Un an après Carnet du Sénégal (pays dont il a adopté la nationalité en 2002), Richard Bohringer a refait son apparition vendredi chez Arthaud avec Bouts Lambeaux…
Bout Lambeaux, le dernier opus de Richard Bohringer disponible en librairies depuis deux jours, est un ramassis de textes bruts, vifs, ciselés. On y retrouve l’homme blessé, révolté, lors de ses passages à l’hôpital. Ses souffrances. Ses espoirs. Une sorte de carnet de voyage de Paris au Sénégal, qui débute ainsi (d’aucuns le comparent à du slam) :
Il élimine coupeur de tête, la sienne, dans les couloirs sombres de l'hôpital, où les rats courent après le chariot de l'infirme, bouffeur de yaourt qui dégouline de morphine, poison lent qui veut lui bouffer la cervelle, avec des cauchemars d'architecte, des tours métalliques criant sous le vent, la pluie. L'homme gisant, peut-être déjà absent il veut de l'amour. Où sont mes enfants où sont-ils ? Au sous-sol derrière les poubelles, il grignote un quignon de pain. Le chariot a basculé, la roue a glissé sur la mayonnaise, les rats sont hilares, il est sauvé. A l'aube il marchait dans l'air froid du côté de la Motte-Picquet-Grenelle. Alors fallait réinventer la vie, ma vie. Qu'est-ce qui s'est passé. La vie à côté. Comme si les méandres pieuvre noire et frissonnante n'avaient aucune attirance pour la vie sage. Alors j'ai vécu ma tourmente cut l'enfance cut un matin je fus enfin le grand singe. J'ai muté. Il fallait bien pourtant vivre dans la multitude humaine. Je connais tous les arbres du monde. Aucun ne se ressemble. Les humains ont une chose en commun. Le meurtre de l'autre sans avoir besoin de l'aurore. J'enquête et lie ce que je sais de moi à ce que je devine en eux. Il était une fois avant d avoir traversé le miroir, avant d avoir revu les Anciens, dans le fond d'une case, avant d'avoir muté, il était face à l'avenue froide et silencieuse comme une soucoupe volante. J'ai demandé au toubib, perdu au milieu des chariots, des pompiers avec des coups de froid glacé, balancé par cette putain de porte électrique qui a fait péter sa boîte à raison cette nuit, et qui s'ouvre, qui se ferme sous les poussées des civières ensanglantées et des lumières qui tournent sur des uniformes et des rouges, et des bleus, dans un tragique ballet Playmobil, la voilà cette putain de nuit de l'humain perdu au milieu des humains.

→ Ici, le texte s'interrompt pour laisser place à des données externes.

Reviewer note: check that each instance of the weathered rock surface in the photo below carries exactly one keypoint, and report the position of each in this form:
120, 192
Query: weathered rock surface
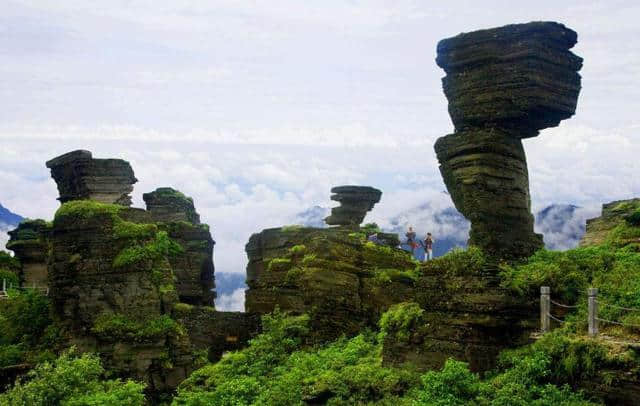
345, 284
355, 202
193, 267
30, 243
503, 84
79, 177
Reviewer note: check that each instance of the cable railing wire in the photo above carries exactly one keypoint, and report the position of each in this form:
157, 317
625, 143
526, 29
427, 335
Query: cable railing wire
563, 305
619, 323
555, 318
617, 307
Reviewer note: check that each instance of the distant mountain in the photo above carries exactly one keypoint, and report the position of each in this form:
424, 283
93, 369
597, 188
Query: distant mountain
8, 221
563, 225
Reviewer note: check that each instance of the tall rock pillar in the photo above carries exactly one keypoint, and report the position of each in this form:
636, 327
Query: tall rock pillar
503, 84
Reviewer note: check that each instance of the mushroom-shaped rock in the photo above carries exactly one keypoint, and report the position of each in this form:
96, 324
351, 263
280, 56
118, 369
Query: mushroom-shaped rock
168, 204
355, 202
81, 177
503, 84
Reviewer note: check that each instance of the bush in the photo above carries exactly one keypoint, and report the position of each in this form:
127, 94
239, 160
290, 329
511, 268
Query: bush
121, 327
72, 380
401, 319
25, 327
456, 262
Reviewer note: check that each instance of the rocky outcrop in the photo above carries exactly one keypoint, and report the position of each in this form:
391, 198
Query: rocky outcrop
30, 243
193, 267
503, 85
355, 202
345, 284
79, 177
619, 214
169, 205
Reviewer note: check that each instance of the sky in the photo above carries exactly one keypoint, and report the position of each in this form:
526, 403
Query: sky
256, 108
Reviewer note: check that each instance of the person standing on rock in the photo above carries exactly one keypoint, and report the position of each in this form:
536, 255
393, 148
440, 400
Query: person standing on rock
411, 239
428, 247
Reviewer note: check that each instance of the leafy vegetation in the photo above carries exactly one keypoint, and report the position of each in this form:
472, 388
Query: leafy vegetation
27, 333
72, 380
277, 368
122, 327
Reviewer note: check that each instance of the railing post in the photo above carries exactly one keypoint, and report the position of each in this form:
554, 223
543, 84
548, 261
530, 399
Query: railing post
593, 312
545, 307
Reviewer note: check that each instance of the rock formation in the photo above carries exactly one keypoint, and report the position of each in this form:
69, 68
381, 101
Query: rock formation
355, 202
193, 267
79, 177
618, 214
503, 85
30, 243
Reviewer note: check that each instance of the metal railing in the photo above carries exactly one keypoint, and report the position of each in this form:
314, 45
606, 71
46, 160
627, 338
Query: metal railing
593, 303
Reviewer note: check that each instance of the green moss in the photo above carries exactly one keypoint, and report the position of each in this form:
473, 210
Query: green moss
84, 209
279, 264
291, 228
183, 307
388, 275
298, 250
113, 327
135, 231
8, 262
633, 218
160, 246
457, 262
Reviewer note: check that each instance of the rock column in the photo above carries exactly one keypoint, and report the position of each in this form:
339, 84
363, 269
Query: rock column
503, 85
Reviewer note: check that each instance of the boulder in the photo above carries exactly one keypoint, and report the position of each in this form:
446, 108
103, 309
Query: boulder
355, 202
80, 177
503, 84
30, 243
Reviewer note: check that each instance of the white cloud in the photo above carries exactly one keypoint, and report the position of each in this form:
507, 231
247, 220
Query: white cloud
233, 302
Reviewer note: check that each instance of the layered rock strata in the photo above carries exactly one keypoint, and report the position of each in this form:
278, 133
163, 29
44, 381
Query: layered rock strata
355, 202
345, 284
30, 243
503, 85
80, 177
193, 267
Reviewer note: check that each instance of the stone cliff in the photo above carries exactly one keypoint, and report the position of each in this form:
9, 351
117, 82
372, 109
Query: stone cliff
79, 176
134, 285
503, 85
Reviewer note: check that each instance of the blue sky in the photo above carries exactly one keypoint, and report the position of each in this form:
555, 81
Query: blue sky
257, 108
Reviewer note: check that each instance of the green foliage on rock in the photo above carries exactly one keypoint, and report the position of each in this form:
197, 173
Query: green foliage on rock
457, 262
73, 380
161, 246
85, 209
614, 271
27, 333
401, 319
115, 327
277, 368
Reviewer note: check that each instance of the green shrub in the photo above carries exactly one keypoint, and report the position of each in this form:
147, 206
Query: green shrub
161, 246
73, 380
401, 319
84, 209
456, 262
116, 327
279, 264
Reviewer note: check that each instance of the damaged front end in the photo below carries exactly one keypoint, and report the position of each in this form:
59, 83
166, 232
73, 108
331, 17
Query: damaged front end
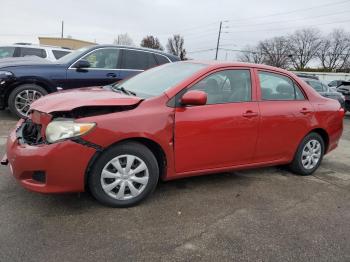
30, 133
46, 128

Ça faisait longtemps qu'il avait pas enjambé l'entrée du cabaret de la dernière chance avec des danseuses en blouse blanche funambule dans la nuit étoilée avec des souvenirs de petit enfant de marronniers en fleurs et de femme désaimante.

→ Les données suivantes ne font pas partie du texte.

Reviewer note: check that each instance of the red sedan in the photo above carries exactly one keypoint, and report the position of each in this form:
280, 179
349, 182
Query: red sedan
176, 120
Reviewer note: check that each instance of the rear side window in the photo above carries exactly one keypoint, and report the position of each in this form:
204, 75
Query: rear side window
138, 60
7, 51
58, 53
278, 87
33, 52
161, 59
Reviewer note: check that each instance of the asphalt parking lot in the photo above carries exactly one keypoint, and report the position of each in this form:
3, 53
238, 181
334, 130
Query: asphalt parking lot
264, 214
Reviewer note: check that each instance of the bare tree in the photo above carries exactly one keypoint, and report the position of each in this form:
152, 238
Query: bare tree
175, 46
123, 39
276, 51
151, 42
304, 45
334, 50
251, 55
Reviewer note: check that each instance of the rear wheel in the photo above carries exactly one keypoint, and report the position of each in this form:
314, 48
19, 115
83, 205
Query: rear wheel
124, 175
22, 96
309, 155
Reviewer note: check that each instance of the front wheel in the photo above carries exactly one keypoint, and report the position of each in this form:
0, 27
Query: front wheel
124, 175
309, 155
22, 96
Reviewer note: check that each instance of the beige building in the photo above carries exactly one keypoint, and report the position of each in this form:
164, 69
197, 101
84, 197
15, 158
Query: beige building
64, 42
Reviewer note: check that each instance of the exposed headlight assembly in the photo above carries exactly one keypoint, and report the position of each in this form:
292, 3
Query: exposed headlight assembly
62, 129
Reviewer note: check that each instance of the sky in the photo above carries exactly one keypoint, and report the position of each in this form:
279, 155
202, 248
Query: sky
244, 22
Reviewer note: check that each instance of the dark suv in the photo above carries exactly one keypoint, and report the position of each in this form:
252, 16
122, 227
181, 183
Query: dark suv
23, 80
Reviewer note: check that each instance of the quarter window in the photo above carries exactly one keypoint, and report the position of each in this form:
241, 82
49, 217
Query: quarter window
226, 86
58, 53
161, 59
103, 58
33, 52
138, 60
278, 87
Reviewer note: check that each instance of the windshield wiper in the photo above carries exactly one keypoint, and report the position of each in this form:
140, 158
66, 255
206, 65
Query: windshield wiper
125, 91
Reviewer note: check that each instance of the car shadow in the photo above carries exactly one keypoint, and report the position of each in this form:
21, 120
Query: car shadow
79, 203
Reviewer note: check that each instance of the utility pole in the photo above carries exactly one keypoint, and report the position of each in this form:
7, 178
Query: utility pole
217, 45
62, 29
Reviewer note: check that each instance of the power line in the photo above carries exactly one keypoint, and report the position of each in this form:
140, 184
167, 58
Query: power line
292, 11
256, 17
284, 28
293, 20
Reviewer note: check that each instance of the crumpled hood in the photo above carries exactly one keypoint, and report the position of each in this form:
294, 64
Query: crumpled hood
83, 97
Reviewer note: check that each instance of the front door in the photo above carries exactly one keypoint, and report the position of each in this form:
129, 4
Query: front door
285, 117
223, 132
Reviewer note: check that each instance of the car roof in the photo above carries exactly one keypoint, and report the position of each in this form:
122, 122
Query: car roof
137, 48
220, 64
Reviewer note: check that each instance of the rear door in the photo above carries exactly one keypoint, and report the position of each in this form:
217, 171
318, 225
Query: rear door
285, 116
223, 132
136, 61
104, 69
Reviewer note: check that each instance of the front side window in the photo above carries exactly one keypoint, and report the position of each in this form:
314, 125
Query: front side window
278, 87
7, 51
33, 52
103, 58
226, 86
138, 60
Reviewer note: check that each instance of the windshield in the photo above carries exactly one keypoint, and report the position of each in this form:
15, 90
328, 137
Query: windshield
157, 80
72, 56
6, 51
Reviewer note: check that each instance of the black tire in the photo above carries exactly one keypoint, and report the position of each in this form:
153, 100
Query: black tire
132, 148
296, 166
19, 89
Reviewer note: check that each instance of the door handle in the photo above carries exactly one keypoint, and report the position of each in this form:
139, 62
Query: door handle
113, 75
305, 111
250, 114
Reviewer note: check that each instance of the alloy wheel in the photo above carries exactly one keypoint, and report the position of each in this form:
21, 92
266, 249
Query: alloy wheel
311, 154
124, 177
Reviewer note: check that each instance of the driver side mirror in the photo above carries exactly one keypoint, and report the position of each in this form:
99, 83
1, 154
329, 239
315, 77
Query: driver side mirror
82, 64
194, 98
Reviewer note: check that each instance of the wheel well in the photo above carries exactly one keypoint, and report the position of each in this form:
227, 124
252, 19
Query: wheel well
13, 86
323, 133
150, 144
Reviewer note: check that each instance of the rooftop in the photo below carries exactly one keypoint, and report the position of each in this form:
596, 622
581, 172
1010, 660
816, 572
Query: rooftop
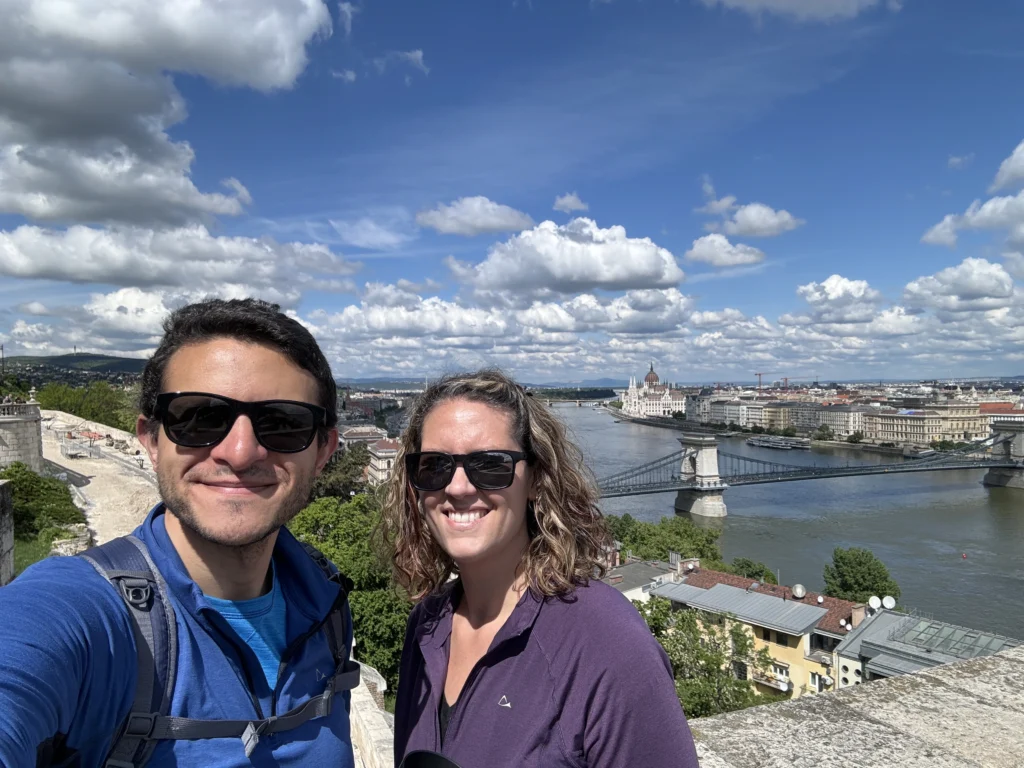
965, 715
792, 616
837, 610
636, 574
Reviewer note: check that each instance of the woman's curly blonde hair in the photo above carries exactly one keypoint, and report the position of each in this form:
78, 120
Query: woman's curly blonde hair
567, 534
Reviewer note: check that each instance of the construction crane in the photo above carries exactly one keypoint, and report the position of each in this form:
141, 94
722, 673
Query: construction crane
759, 375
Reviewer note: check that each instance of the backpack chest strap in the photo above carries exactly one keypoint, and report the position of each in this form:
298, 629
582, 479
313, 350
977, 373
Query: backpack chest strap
155, 727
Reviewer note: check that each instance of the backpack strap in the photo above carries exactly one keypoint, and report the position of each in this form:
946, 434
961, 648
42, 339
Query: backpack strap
126, 563
140, 585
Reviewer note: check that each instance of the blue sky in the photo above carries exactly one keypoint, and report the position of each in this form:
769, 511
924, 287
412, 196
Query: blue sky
762, 179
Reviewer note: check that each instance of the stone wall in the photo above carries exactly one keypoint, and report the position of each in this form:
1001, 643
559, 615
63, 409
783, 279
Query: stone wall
6, 534
20, 435
373, 729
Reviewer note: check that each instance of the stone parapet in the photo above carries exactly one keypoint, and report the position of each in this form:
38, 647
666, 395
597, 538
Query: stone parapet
6, 534
20, 435
964, 715
373, 732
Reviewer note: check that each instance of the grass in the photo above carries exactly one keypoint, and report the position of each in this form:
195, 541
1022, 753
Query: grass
28, 551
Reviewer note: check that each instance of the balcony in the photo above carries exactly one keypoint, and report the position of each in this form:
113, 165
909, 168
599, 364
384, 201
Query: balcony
773, 681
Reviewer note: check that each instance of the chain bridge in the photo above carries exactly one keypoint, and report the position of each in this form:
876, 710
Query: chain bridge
699, 472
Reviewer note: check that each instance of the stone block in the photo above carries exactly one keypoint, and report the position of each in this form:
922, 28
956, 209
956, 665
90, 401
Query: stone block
6, 534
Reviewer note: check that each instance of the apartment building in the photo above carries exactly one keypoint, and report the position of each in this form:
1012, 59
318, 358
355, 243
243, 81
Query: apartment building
919, 428
383, 455
800, 629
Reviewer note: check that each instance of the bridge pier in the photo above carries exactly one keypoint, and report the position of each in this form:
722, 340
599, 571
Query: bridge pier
700, 467
1008, 477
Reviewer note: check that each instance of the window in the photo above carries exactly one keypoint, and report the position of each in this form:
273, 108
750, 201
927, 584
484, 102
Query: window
817, 684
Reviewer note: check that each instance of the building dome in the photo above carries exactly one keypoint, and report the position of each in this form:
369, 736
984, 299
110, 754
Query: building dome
651, 378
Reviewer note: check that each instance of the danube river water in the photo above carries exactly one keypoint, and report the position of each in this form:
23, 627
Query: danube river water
920, 524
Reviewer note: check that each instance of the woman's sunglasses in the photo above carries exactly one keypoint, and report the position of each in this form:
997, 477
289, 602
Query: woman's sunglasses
487, 470
202, 420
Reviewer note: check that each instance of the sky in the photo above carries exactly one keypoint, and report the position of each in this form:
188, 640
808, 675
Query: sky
569, 189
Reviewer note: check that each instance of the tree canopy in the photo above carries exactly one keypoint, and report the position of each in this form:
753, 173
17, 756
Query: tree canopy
857, 574
342, 529
713, 658
653, 541
98, 401
342, 477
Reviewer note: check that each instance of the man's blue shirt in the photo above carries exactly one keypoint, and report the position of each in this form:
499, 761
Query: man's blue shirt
260, 624
68, 664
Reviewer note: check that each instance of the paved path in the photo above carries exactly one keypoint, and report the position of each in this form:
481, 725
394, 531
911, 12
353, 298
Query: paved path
119, 494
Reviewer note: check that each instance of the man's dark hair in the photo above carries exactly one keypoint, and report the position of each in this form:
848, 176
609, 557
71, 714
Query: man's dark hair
251, 321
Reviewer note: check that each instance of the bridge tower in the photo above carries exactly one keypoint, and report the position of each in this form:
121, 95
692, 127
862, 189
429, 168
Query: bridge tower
700, 467
1013, 450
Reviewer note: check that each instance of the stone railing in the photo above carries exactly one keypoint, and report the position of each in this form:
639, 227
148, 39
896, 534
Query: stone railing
373, 729
19, 410
6, 534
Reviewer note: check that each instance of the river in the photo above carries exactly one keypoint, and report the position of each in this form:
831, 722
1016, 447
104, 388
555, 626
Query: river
920, 524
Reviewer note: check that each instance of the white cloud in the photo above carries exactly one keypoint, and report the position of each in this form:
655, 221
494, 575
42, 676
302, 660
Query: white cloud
805, 10
718, 251
412, 57
759, 220
346, 12
472, 216
569, 202
1011, 171
86, 101
974, 285
187, 257
572, 257
751, 220
958, 162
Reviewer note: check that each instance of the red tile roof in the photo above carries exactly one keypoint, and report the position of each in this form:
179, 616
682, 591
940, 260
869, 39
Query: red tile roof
838, 609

L’occasion pour le lecteur d’y retrouver en bonus le CD du film mal distribué C’est beau une ville la nuit, tourné en grande partie à Ménilmontant, et d’y revoir Farid Chopel, notre ancien voisin décédé le mois dernier.
Bouts Lambeaux, 144 pages, format 14x21 cm
Richard Bohringer, Arthaud éditeur
ISBN : 978-2-7003-0158-8, 18 € TTC prix France
Actuellement en promotion en Aquitaine (salon du livre d'Arcachon), Richard Bohringer sera l’invité mardi 20 mai de Philippe Gildas sur la chaîne Vivolta (Gildas & Co, diffusé à 8h45, 12h, 18h30 et 22h30) et le mercredi 21 mai l’invité de « La Compil », de 21h à 22h, sur France Bleu (présentation : Evelyne Adams).